Phytoplankton samples were collected using National Water Quality Assessment Program protocols (Moulton II et al., 2002). Samples collected in 2008 and 2011 were preserved with a 1% Lugol’s solution and sent to the Academy of Natural Sciences in Philadelphia, PA for taxonomic analysis, according to Charles et al. (2002). Samples collected in 2013, 2016, 2018, 2019, and 2020 were preserved with a 0.25-0.50% glutaraldehyde solution and sent to Phycotech, Inc. in St. Joseph, MI for taxonomic analysis. Research-grade microscopes ranging from 40-1,000x magnification were used to identify phytoplankton in samples to the most practical taxonomic levels (normally, species or genus level).

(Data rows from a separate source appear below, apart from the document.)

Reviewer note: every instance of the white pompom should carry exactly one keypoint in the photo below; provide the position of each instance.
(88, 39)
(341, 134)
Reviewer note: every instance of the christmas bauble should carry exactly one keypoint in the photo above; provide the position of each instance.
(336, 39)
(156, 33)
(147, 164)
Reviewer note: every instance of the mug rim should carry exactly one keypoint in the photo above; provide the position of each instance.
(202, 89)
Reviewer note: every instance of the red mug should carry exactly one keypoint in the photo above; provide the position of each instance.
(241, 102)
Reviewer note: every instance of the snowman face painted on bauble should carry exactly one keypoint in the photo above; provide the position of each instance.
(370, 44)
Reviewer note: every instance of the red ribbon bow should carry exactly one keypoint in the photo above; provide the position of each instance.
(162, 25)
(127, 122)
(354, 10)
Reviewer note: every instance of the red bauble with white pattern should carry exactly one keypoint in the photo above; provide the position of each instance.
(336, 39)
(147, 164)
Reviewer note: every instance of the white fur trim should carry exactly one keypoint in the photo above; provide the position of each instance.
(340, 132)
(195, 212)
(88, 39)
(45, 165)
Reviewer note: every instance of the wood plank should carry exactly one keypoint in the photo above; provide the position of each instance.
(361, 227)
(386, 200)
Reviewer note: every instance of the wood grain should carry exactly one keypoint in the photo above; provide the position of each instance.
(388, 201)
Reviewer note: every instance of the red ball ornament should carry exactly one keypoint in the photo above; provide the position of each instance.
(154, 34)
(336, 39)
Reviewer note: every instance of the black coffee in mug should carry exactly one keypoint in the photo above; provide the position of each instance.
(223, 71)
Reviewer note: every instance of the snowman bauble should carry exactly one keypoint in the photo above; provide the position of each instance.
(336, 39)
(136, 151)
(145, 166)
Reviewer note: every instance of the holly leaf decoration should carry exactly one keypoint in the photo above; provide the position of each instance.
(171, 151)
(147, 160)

Oxygen and hydrogen stable isotopic (ẟ 18O and ẟD) compositions were determined from samples collected in 2019 and 2020. The combination of salinity and isotope results were used to distinguish proportions of MSR water, water from local drainages, and seawater in LP and MS Sound throughout the sampling period. Water samples and salinity measurements were collected from the surface of the water column and filtered with a 0.45 µm syringe filter and stored in glass amber bottles with lids that were securely covered with parafilm to prevent evaporation. Isotopic analysis was performed using isotopic ratio infrared spectroscopy (Sanial et al., 2019).

This data set provides profile measurement, phytoplankton, and oxygen and hydrogen stable freshwater isotopic composition data for Lake Pontchartrain and the Mississippi Sound collected between 2008 and 2020. "Table_1_Station_Data.txt" contains profile data (latitude, longitude, station name, etc) for all sites sampled and an overview of data available for each site by year. "Table_2_Field_physiochemical_profile_data_2008_2019.txt" contains physiochemical data (temperature, specific conductance, salinity, etc) for all sites sampled. "Table_3_Phytoplankton_Community_Data_2008_2020.txt" contains taxonomic data for all sites sampled. "Table_4_Salinity_and_stable_water_isotope_2019_2020.txt" contains oxygen and hydrogen stable isotopic composition data for all sites sampled.